ID Population size Gender Age City Province
x 5 M less or equal than 70 Haarlem NH

Reversal transformation

TabLinker will have an additional feature for, given a previously generated RDF model, reconstruct the original Excel spreadsheet, preserving its data and its structure as well.

Glossary of terms

RDF
The RDF (Resource Description Framework) data model is similar to classic conceptual modeling approaches such as entity-relationship or class diagrams, as it is based upon the idea of making statements about resources (in particular Web resources) in the form of subject-predicate-object expressions. These expressions are known as triples in RDF terminology. The subject denotes the resource, and the predicate denotes traits or aspects of the resource and expresses a relationship between the subject and the object. For example, one way to represent the notion “The sky has the color blue” in RDF is as the triple: a subject denoting “the sky” , a predicate denoting “has the color”, and an object denoting “blue”. Therefore RDF swaps object for subject that would be used in the classical notation of an Entity–attribute–value model within Object oriented design; object (sky), attribute (color) and value (blue). RDF is an abstract model with several serialization formats (i.e., file formats), and so the particular way in which a resource or triple is encoded varies from format to format.
Spreadsheet
A spreadsheet displays multiple cells usually in a two-dimensional matrix or grid consisting of rows and columns (in other words, a table, hence “tabular”). Each cell contains alphanumeric text, numeric values, or formulas. A formula defines how the content of that cell is to be calculated from the contents of any other cell (or combination of cells) each time any cell is updated.
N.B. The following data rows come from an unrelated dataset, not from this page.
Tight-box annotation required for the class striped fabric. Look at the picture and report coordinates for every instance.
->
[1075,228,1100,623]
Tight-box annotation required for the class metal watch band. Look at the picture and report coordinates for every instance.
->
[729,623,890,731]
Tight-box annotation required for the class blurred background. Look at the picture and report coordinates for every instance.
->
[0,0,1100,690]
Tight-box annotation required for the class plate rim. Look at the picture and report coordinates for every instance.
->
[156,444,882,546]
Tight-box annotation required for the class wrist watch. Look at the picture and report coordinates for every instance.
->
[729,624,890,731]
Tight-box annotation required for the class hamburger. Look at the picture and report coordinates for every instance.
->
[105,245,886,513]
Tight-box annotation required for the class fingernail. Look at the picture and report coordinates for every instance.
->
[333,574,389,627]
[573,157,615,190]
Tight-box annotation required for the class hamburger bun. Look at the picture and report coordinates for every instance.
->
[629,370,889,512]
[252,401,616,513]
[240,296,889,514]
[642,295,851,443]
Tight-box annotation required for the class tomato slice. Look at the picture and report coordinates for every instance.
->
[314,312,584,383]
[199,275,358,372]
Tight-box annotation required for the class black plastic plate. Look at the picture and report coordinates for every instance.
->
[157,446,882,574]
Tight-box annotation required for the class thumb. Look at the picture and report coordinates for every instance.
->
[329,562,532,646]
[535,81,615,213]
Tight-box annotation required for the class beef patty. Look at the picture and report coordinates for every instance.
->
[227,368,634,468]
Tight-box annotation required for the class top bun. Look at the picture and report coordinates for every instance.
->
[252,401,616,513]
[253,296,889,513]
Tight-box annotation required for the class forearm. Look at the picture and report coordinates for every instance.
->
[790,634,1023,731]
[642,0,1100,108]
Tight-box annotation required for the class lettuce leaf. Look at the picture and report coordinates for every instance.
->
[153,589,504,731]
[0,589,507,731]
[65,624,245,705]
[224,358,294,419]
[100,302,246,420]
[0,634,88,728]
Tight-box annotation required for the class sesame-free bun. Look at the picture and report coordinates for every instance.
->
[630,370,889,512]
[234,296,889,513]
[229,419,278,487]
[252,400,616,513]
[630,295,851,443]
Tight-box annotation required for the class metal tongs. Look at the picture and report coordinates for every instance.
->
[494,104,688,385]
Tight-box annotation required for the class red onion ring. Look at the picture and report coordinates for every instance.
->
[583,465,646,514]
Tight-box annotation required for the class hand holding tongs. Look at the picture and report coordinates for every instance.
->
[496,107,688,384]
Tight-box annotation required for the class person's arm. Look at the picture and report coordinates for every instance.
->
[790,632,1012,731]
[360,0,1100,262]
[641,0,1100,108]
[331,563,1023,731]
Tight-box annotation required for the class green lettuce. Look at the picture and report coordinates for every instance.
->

A pseudo third dimension to the matrix is sometimes applied as another layer, or layers/sheets, of two-dimensional data. Spreadsheets share many principles and traits of databases, but spreadsheets and databases are not the same thing. A spreadsheet is essentially just one table, whereas a database is a collection of many tables with machine-readable semantic relationships between them. Spreadsheets are often imported into databases to become tables within them. While it is true that a workbook that contains three sheets is indeed a file containing multiple tables that can interact with each other, it lacks the relational structure of a database.
SQL
Structured Query Language is a language designed for managing data in relational database management systems (RDBMS). Originally based upon relational algebra and tuple relational calculus, its scope includes data insert, query, update and delete, schema creation and modification, and data access control.